As Sophie noted in How not to format a private key:

It is easy to imagine one part of a system writing one field, and the other part of the system reading the other. In particular, since the seed is unrecoverable after the fact, a system that only has the semi-expanded key available might, instead of writing NULL in the seed field, write “NULL”, which the other system then prefers over the semi-expanded key that contains the actual key material, both compromising the system (as “NULL” is very brute-forcable) and potentially losing the actual private key forever.

And that’s the danger inherent in these standards organizations’ insistence on supporting both seeds and semi-expanded private keys.

What Should We Do?

As Filippo suggests, we should all agree to only use seeds.

He specifically said that about ML-KEM, but I think we should apply it to all post-quantum algorithms (i.e., ML-DSA as well, at the very least).

The semi-expanded key format should only be tolerable as a runtime artifact of expanding the key from a seed, and the seed is the only thing that anyone should ever write to disk.

Standards organizations will continue insist on supporting use cases where people store and pass around semi-expanded private keys, rather than seeds, and cite the performance hit of deriving the semi-expanded key from a seed as a reason to tolerate such behavior.

But standards organizations cannot force the rest of us to support these features in our actual software implementations of the standards. So let’s opt to never do that, where reasonably practical.

Sophie suggested that seeds and semi-expanded keys should be two different OIDS (in PKCS8 parlance). That’s a good compromise for systems that, for whatever stupid reason, can’t commit to only permitting seeds as the private key format for post-quantum cryptography.
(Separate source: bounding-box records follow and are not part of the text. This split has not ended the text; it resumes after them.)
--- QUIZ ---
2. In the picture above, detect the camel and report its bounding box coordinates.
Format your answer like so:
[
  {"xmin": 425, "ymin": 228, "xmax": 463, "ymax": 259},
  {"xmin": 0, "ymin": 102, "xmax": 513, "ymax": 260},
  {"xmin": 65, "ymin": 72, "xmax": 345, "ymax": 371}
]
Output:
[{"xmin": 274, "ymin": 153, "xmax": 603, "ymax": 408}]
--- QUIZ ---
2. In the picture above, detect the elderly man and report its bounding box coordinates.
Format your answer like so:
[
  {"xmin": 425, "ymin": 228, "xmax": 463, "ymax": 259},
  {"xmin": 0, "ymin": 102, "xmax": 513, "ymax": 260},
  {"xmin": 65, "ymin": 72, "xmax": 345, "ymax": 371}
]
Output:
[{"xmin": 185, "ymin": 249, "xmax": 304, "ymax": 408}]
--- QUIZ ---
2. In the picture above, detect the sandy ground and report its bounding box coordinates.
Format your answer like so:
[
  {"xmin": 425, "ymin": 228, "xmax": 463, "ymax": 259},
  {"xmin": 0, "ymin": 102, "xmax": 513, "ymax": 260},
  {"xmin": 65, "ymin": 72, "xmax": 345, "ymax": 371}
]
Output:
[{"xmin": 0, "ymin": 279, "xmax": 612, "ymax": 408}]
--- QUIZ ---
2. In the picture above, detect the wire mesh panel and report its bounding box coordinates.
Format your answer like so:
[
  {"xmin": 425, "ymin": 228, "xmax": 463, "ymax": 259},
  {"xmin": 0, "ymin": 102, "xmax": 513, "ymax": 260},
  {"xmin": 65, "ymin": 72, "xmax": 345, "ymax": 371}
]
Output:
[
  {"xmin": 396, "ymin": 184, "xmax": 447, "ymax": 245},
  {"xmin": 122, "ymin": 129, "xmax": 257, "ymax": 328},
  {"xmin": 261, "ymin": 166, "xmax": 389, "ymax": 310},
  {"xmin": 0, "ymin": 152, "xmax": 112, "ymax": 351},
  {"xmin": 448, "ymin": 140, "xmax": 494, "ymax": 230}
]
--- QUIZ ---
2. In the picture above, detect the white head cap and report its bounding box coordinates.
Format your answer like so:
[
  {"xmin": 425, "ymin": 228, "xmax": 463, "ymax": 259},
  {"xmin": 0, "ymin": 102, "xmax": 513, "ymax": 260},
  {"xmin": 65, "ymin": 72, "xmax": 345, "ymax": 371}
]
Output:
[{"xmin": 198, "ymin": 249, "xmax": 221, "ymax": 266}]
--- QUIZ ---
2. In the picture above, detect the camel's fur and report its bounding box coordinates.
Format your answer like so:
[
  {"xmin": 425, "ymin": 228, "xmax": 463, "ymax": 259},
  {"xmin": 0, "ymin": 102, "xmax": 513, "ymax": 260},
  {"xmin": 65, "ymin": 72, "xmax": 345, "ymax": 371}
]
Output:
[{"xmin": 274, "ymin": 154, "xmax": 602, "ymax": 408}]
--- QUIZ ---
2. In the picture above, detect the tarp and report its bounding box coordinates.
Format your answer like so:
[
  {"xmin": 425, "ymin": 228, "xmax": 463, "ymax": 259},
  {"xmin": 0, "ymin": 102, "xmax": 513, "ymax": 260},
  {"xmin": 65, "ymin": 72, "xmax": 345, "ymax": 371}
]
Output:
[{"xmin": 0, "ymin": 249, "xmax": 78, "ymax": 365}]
If you’re writing software the expects a seed and you get a semi-expanded private key, that should return an error to the user. Even if the seed is included somewhere, don’t ever be helpful by failing open. Coerce the behavior you want to see in the world.

If you’re, instead, writing software that expects a semi-expanded private key? Regardless of what the user provides you, you’re doing it wrong and should rethink your life decisions.